L'incohérence interne des individus se manifeste par l'échec de leurs décisions personnelles : le taux de divorce plafonne autour de 50%, et au sein des familles, le travail tardif et les écrans isolent les individus, les libérant de la nécessité de se parler. Des entreprises osent faire de la réclame pour l'adultère, vantant leurs sites de rencontre pour hommes et femmes mariés. Ce retour en vogue de l'adultère, qui ne choque personne, suggère une absence de passion dans les couples semblable à celle qui prévalait au dix-huitième siècle, où le libertinage compensait l'ennui des mariages arrangés. L'amour, désormais, se trouve surtout au cinéma. Ceux-là même qui le vivent encore sont privés des moyens de l'exprimer – des termes comme « petit-ami » ou « copain » ne donnent plus aucune indication du sérieux de la relation, le lyrisme étant décidément passé de mode.
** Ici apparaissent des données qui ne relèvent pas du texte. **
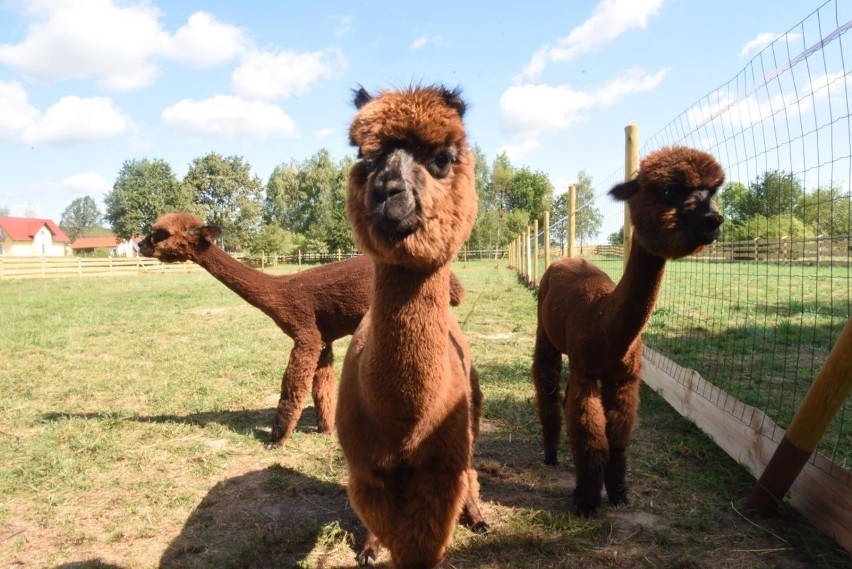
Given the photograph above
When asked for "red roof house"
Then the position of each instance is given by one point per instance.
(29, 236)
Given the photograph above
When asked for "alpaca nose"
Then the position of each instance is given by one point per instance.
(391, 196)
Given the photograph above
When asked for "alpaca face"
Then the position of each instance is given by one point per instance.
(175, 237)
(411, 197)
(671, 201)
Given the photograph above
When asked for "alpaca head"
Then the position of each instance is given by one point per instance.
(176, 237)
(411, 197)
(671, 201)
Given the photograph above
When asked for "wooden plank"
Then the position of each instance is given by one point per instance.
(821, 492)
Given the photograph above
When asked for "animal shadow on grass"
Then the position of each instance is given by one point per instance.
(276, 517)
(251, 422)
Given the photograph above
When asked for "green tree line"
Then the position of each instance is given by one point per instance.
(302, 204)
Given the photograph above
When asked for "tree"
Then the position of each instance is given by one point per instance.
(827, 211)
(530, 191)
(228, 195)
(588, 218)
(271, 240)
(775, 192)
(81, 215)
(143, 191)
(331, 226)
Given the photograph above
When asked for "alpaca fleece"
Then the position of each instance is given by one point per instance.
(314, 307)
(409, 401)
(583, 314)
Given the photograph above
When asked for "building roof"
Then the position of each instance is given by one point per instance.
(108, 242)
(25, 228)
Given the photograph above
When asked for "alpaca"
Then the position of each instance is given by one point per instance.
(583, 314)
(313, 307)
(409, 402)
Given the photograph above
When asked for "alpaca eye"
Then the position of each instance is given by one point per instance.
(160, 235)
(440, 164)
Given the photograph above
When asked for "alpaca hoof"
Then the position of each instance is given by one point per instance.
(481, 528)
(366, 558)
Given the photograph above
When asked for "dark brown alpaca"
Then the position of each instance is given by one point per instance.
(409, 402)
(313, 307)
(583, 314)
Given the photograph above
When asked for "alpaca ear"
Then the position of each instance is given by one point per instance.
(211, 232)
(454, 100)
(362, 97)
(625, 191)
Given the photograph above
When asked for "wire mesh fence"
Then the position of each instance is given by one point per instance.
(757, 313)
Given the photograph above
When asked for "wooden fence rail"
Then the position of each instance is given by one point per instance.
(56, 267)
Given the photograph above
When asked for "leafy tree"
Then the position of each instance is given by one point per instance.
(271, 240)
(143, 191)
(616, 238)
(827, 211)
(531, 192)
(331, 226)
(588, 217)
(769, 227)
(775, 192)
(736, 202)
(228, 195)
(81, 215)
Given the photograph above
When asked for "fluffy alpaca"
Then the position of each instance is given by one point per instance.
(583, 314)
(314, 307)
(409, 402)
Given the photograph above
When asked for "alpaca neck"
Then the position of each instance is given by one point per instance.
(409, 334)
(631, 302)
(252, 285)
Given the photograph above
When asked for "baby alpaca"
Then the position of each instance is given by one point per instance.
(409, 402)
(583, 314)
(314, 307)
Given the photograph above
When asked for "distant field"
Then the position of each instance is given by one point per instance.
(133, 412)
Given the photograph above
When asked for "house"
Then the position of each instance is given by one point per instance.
(28, 236)
(117, 247)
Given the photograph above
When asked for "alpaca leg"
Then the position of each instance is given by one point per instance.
(471, 515)
(294, 388)
(369, 550)
(621, 403)
(589, 445)
(547, 373)
(323, 390)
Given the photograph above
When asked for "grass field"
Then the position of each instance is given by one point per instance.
(134, 411)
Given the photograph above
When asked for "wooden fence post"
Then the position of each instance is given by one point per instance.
(631, 170)
(535, 253)
(546, 240)
(572, 220)
(823, 400)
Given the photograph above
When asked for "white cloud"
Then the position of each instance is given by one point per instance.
(74, 119)
(228, 117)
(72, 40)
(344, 26)
(758, 43)
(610, 19)
(16, 113)
(528, 110)
(204, 42)
(85, 184)
(421, 42)
(268, 75)
(323, 133)
(518, 151)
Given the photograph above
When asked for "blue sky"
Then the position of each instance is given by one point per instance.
(88, 84)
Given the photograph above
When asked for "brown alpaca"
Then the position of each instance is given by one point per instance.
(583, 314)
(409, 402)
(313, 307)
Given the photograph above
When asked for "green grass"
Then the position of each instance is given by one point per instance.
(133, 412)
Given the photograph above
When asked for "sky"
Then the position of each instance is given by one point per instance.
(86, 85)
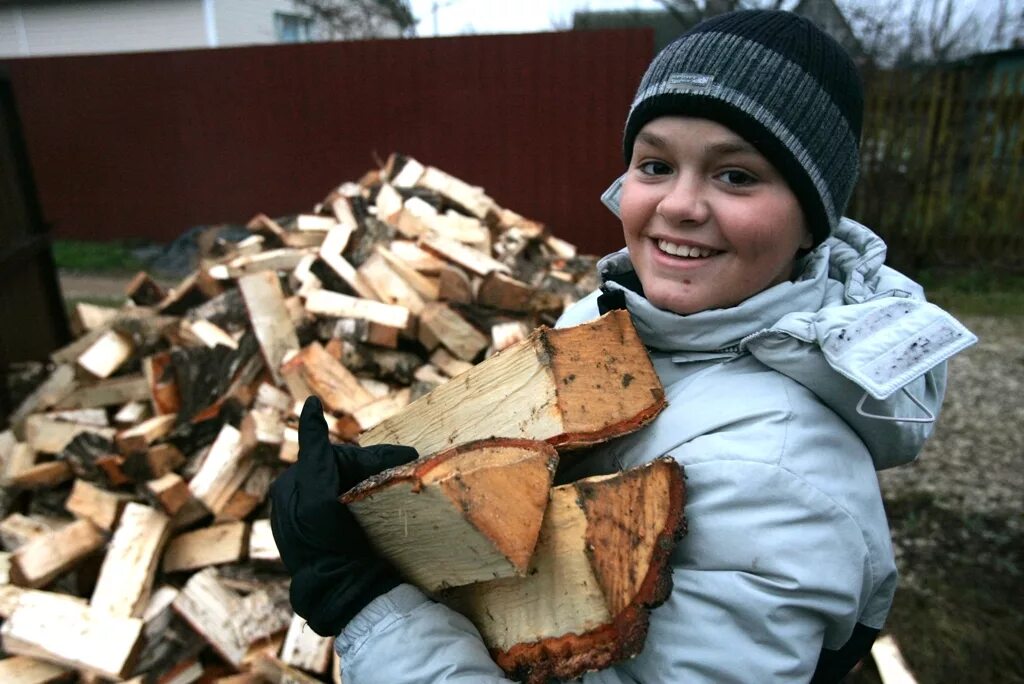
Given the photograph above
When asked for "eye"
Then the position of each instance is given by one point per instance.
(737, 177)
(654, 168)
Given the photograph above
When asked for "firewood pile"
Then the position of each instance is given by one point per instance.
(135, 476)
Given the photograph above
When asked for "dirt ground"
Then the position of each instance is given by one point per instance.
(956, 513)
(957, 521)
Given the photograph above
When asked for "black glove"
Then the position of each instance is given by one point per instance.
(335, 572)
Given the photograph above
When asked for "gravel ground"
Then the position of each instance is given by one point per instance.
(957, 521)
(956, 514)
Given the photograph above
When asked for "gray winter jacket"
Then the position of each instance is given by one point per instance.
(780, 409)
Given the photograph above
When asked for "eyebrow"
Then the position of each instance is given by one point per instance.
(725, 147)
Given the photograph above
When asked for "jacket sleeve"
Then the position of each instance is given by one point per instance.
(769, 572)
(402, 636)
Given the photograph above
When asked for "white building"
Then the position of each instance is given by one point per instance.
(37, 28)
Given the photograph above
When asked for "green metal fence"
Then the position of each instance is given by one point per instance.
(941, 167)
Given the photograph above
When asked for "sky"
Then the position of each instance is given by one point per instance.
(483, 16)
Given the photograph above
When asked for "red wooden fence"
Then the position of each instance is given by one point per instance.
(150, 144)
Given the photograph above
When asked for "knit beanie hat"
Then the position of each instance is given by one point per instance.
(779, 82)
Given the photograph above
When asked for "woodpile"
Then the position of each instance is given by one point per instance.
(135, 532)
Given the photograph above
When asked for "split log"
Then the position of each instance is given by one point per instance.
(313, 371)
(58, 629)
(273, 329)
(215, 545)
(107, 354)
(50, 435)
(211, 609)
(261, 544)
(17, 529)
(138, 437)
(40, 561)
(223, 470)
(555, 386)
(440, 325)
(504, 335)
(87, 317)
(131, 413)
(154, 463)
(892, 668)
(336, 304)
(129, 568)
(275, 672)
(421, 260)
(488, 495)
(305, 649)
(162, 383)
(454, 286)
(94, 504)
(144, 291)
(448, 364)
(25, 670)
(56, 387)
(457, 190)
(471, 259)
(388, 286)
(601, 564)
(170, 493)
(380, 410)
(426, 288)
(247, 498)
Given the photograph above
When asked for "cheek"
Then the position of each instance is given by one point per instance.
(634, 210)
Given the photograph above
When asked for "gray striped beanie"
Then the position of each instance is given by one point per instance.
(779, 82)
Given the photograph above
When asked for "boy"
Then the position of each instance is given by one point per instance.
(795, 365)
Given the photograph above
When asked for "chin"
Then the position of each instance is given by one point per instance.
(675, 302)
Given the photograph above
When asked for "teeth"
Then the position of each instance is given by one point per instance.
(683, 250)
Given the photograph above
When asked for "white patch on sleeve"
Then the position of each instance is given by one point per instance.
(892, 344)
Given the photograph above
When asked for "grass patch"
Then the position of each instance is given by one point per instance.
(958, 614)
(96, 257)
(975, 292)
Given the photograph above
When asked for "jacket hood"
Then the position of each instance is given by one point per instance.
(855, 332)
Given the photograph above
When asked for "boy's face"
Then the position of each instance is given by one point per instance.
(708, 219)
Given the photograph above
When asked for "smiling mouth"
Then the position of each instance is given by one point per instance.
(686, 252)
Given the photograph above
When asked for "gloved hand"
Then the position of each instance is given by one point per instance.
(335, 572)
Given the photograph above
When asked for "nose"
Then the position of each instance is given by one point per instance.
(684, 202)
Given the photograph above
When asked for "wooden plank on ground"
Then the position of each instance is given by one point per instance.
(265, 302)
(210, 608)
(325, 302)
(60, 630)
(222, 471)
(892, 668)
(468, 514)
(609, 538)
(130, 565)
(440, 325)
(321, 374)
(25, 670)
(305, 649)
(570, 387)
(97, 505)
(225, 543)
(39, 561)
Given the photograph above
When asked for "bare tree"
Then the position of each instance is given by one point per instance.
(686, 10)
(894, 33)
(358, 18)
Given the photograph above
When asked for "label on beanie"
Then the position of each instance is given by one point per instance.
(691, 80)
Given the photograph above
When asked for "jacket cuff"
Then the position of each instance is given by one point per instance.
(379, 613)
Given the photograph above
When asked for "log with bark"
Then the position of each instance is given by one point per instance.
(394, 299)
(601, 564)
(570, 387)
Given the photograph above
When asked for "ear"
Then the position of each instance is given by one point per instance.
(808, 241)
C'est limite si les amoureux contemporains n'en seraient pas à s'excuser du mauvais goût de leurs sentiments, à une époque où tout doit être pris avec un brin de détachement et d'ironie. Les normes de la conversation ne reflètent pas nécessairement ce qui se joue dans le cœur des hommes. Bien plus parlant, à ce point de vue, sont les histoires dont hommes et femmes s'abreuvent. Le succès populaire de la saga Twilight, chez les adolescentes bien sûr, mais aussi chez des femmes d'âge mûr, révèle l'attrait persistant du mythe du grand amour, condamné à être frustré dans la réalité. Remarquons aussi avec toute l'ironie qui convient que le bellâtre de service se rend coupable de nombreux actes (comme s'introduire dans la chambre d'une fille pour l'admirer pendant son sommeil) qui feraient de lui un dangereux « stalker » si il était réel. Cela n'a pas empêché des millions de femme de rêver qu'il en fasse autant avec elles.

Du côté des hommes, il n'est pas un secret que leur respect ostensible des femmes s'accompagne en privé d'une augmentation soutenue de la consommation de pornographie, qui devient elle de plus en plus scabreuse. Ceux qui ont lu le billet précédent n'en seront pas surpris. Michéa soutient que mode de vie libertaire et économie de marché vont main dans la main. Il est peut-être temps de nuancer ce propos – comme le dit Christopher Lasch, le but du marché est de susciter des désirs, non de les satisfaire. L'image que donne du monde la publicité est celle d'une orgie permanente, où abondent la beauté, le luxe et le confort. Jamais une publicité ne montrera un ménage pauvre où un individu laid – ces derniers seraient les premiers à protester, car ils veulent se distraire de leur ordinaire et entretenir l'illusion qu'une meilleure vie reste possible. Le traitement réservé au sexe et à l'amour participe de cette tendance générale : depuis la « révolution sexuelle », on veut nous faire croire que tous les désirs peuvent maintenant être assouvis sans passer par les angoisses de la séduction ou les douleurs du rejet. Le spectacle règne en maître sur le jeu de l'amour, car il défini l'idéal du beau : les femmes fantasment sur les acteurs et les chanteurs, les hommes sur les actrices pornographiques, les deux sur des personnages de fiction. En comparaison, les charmes de leurs congénères leurs semblent bien fades et ils ne s'y intéressent que par frustration.

C'est de ce régime de l'insatisfaction perpétuelle que s'alimente le marché. Intrinsèquement incapable de satisfaire les désirs de l'homme qui ne portent pas sur des objets, il constitue des idéaux dont les objets deviennent les symboles. Pour ressembler aux personnages, ils en achèteront la panoplie, pensant ainsi vivre comme eux. Mais le charisme, l'intelligence, l'estime de soi, l'amour, rien de tout cela ne peut s'acheter . L'idéologie du libre-choix est l'hypocrisie du marché, qui glorifie l'individu maître de lui-même tout en prospérant de son doute et de son aliénation.